From: Love-Letters of Margaret Fuller, 1845-1846
Published: 1903 New York

Thursday afternoon.

  I will not this time wait till the dark night before I open my thoughts to the loved soul who has brought me so much sunlight.

  Thou hast brought me so much and I would gladly make return. But I know you ask nothing of your moon except a pure reflection in a serene sky.

  When I listen to your many perplexities, I long for the privilege of “sage counsel in cumber” but it comes not. Yet I have,—have I not?—power to soothe for the moment by listening, understanding, loving; and you have force and honour and aspiration to find your way out of them all—in time.

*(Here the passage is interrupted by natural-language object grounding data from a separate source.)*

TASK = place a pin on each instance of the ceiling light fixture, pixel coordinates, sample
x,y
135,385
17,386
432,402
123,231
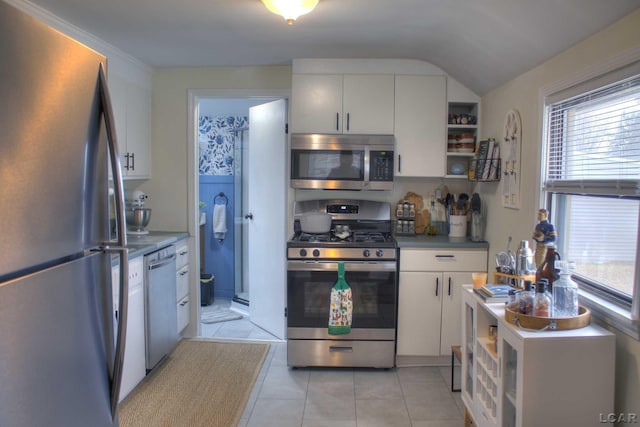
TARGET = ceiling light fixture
x,y
290,9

You have force and take with you the sense that I am thus deeply in your debt. The sense that has always been mine, that I should not be restless, sad, or weary with one who combined force with tenderness and delicacy, has become certainty. This is much; it is an assurance, also a promise. Yes, there is one who understands, and when we are separated and I can no longer tell the impulse or the want of the moment, still I will not forget that there has been one.

But I feel that you begin to go, that you are much taken from me already by your plagues and your preparations.

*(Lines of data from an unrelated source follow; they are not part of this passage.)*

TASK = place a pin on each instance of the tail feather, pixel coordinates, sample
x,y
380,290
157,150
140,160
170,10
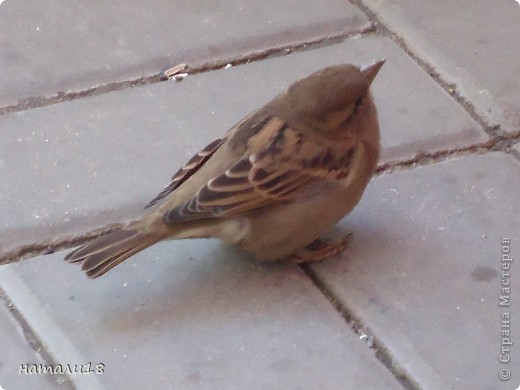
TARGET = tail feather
x,y
104,253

I have been very ill; last night the pain in my neck became so violent, that I could not lie still and passed a night suffering and sleepless. There were in the house no remedies and none to apply them. I went crying into town this morning, my nerves all ajar and the pain worse than ever; it was a sort of tic douloureux.—I brought out a very strong remedy and since applying it, have been asleep. Now, waking almost free from pain, earth seems almost as good as heaven. Still, it hurts me to lean down my head and write. I must look rather out of the window on the soft shadowy landscape, which stills me. Put me in mind then, when we meet, to say two or three little things I had meant to write, and Lebewohl!

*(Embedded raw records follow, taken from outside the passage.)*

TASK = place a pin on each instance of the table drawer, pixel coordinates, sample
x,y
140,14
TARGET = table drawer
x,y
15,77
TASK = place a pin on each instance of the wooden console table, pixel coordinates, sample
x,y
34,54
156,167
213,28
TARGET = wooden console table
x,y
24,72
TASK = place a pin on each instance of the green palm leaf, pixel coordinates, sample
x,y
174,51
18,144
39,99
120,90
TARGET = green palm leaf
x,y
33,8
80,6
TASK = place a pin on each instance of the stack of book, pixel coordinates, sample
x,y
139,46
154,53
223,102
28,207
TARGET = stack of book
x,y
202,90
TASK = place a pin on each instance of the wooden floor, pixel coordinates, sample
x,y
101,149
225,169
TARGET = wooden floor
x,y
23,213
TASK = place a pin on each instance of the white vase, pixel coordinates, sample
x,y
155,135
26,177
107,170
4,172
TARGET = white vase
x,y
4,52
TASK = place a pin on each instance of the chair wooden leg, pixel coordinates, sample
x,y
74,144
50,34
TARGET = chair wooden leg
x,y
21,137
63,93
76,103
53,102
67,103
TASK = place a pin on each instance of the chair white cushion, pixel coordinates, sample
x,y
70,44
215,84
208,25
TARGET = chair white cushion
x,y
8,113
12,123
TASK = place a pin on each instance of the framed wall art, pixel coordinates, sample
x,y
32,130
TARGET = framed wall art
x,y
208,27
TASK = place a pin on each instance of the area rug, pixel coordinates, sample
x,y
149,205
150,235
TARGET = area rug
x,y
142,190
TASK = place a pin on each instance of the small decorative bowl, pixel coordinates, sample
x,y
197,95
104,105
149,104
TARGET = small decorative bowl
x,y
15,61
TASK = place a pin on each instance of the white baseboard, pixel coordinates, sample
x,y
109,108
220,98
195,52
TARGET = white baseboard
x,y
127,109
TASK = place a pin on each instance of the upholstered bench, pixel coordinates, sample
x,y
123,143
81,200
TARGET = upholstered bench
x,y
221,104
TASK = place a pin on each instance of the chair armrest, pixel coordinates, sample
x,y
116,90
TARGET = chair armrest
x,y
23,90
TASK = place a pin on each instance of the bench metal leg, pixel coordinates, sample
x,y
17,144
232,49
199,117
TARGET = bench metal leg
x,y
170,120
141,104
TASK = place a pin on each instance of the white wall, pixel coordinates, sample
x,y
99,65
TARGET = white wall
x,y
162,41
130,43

How dull reads this letter, burn it—“take heart from out the breast” read that. Let me say in reply to your last, that you had better leave my letters. You will not find it of any use to take them with you. They have been like manna, possible to use for food in their day, but they are not immortal like their source. Let them perish! Let me burn them. Keep my image in the soul without such aids and it will be more livingly true and avail you more.